Data engineers extract and load data, in both batch and real-time increments between platforms that reside on premises or in the cloud. They use homegrown scripts and commercial tools to design, execute, and monitor the data pipelines that ingest data across these on-premises, hybrid, or even multi cloud environments.
When prompted with specific instructions, an LLM assistant will create a detailed guide with starter code for the ingestion process. Senior data engineer Steven Russo blogged on Medium last month about his experience instructing GPT-4 to write PySpark code for streaming CSV sales records from Azure storage into an aggregated table in Databricks. While it took some fact-checking, error fixing, and re-prompting, Steven’s assistant generated many lines of raw code that saved him significant time.
While it takes some fact-checking, error fixing, and re-prompting, LLM assistant can save data engineers significant time
Along similar lines as described above, LLM assistants can generate starter pipeline code that handles transformation tasks such as merging, formatting, or filtering data. Steven Russo built his sales report by prompting ChatGPT to transform sales records across three zones in Databricks—bronze, silver, and gold—with increasing levels of refinement. Other data engineers tell me they use ChatGPT to write starter code, create python script templates for use in PowerBI, and prototype various pipelines and functions. “Usually the code is correct but from time to time it gets it wrong,” says one engineer. Because LLMs can act on natural language inputs, LLM assistants can help analysts start preparing data themselves rather than waiting on code-savvy data engineers.
DataOps and Orchestration
The emerging discipline of DataOps helps data engineers build pipelines with continuous integration and continuous development (CI/CD) of pipeline code, testing, and observability of pipeline performance as well as data quality. Data engineers and application developers also orchestrate automated workflows by scheduling, observing, and optimizing sequential tasks across pipelines and the applications that consume pipeline outputs.
LLM assistants can create step-by-step guides to help users apply DataOps principles to their teams, processes, and environments based on user inputs. They also can help inspect and debug pipelines or Apache Airflow workflows. Users can instruct ChatGPT to identify errors and recommend fixes to code that they enter into the prompt window. While they must inspect the responses for additional errors, ChatGPT and other LLMs do accelerate the overall debugging process.

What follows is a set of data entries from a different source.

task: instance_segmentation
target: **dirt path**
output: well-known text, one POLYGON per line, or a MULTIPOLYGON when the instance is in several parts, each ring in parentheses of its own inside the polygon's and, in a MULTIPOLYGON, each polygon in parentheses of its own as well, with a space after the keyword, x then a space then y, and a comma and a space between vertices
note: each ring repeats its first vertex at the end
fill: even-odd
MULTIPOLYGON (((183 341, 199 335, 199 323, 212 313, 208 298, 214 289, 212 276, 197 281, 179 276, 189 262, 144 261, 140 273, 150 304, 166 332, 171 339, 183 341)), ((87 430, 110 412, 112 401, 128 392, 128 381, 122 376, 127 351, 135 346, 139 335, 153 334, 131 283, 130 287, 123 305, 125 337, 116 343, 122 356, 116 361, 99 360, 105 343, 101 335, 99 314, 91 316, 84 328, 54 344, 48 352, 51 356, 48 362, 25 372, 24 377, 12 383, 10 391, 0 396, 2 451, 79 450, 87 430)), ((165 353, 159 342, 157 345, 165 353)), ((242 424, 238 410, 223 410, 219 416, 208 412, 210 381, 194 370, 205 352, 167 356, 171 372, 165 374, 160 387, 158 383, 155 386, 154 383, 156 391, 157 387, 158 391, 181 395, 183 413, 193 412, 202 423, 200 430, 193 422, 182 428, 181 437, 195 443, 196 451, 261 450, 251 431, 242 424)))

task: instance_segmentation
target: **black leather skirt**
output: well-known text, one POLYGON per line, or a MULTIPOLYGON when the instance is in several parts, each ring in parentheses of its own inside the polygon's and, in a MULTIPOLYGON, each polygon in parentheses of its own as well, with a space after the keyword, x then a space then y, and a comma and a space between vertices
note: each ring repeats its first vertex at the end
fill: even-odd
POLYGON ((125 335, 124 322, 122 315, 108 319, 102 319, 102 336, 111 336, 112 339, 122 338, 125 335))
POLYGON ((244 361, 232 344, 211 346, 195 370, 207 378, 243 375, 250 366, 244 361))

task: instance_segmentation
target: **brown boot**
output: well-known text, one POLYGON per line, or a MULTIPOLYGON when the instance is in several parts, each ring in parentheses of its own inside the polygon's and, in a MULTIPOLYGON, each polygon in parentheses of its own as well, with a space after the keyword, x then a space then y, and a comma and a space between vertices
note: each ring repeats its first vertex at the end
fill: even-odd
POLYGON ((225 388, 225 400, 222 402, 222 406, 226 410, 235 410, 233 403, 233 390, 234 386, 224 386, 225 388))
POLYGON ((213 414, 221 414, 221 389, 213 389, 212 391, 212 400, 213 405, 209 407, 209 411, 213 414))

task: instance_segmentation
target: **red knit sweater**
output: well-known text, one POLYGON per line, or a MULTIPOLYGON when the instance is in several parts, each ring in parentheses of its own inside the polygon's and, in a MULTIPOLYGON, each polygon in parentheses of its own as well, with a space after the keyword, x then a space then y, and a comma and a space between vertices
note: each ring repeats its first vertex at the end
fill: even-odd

Many data engineers welcome the help of LLM assistants as they struggle to handle exploding business requests, rising data volumes, and ever-changing data environments. While early evidence shows the most promising results with basic data ingestion and transformation work, LLM assistants also can boost the efficiency of DataOps and orchestration practices. All these use cases offer intriguing productivity benefits. The challenge, of course, is that LLMs can get things wrong and damage your business. Like a smart teenager, they need expert oversight to stay on track. The second blog in this series will examine such risks and explore strategies for responsible governance.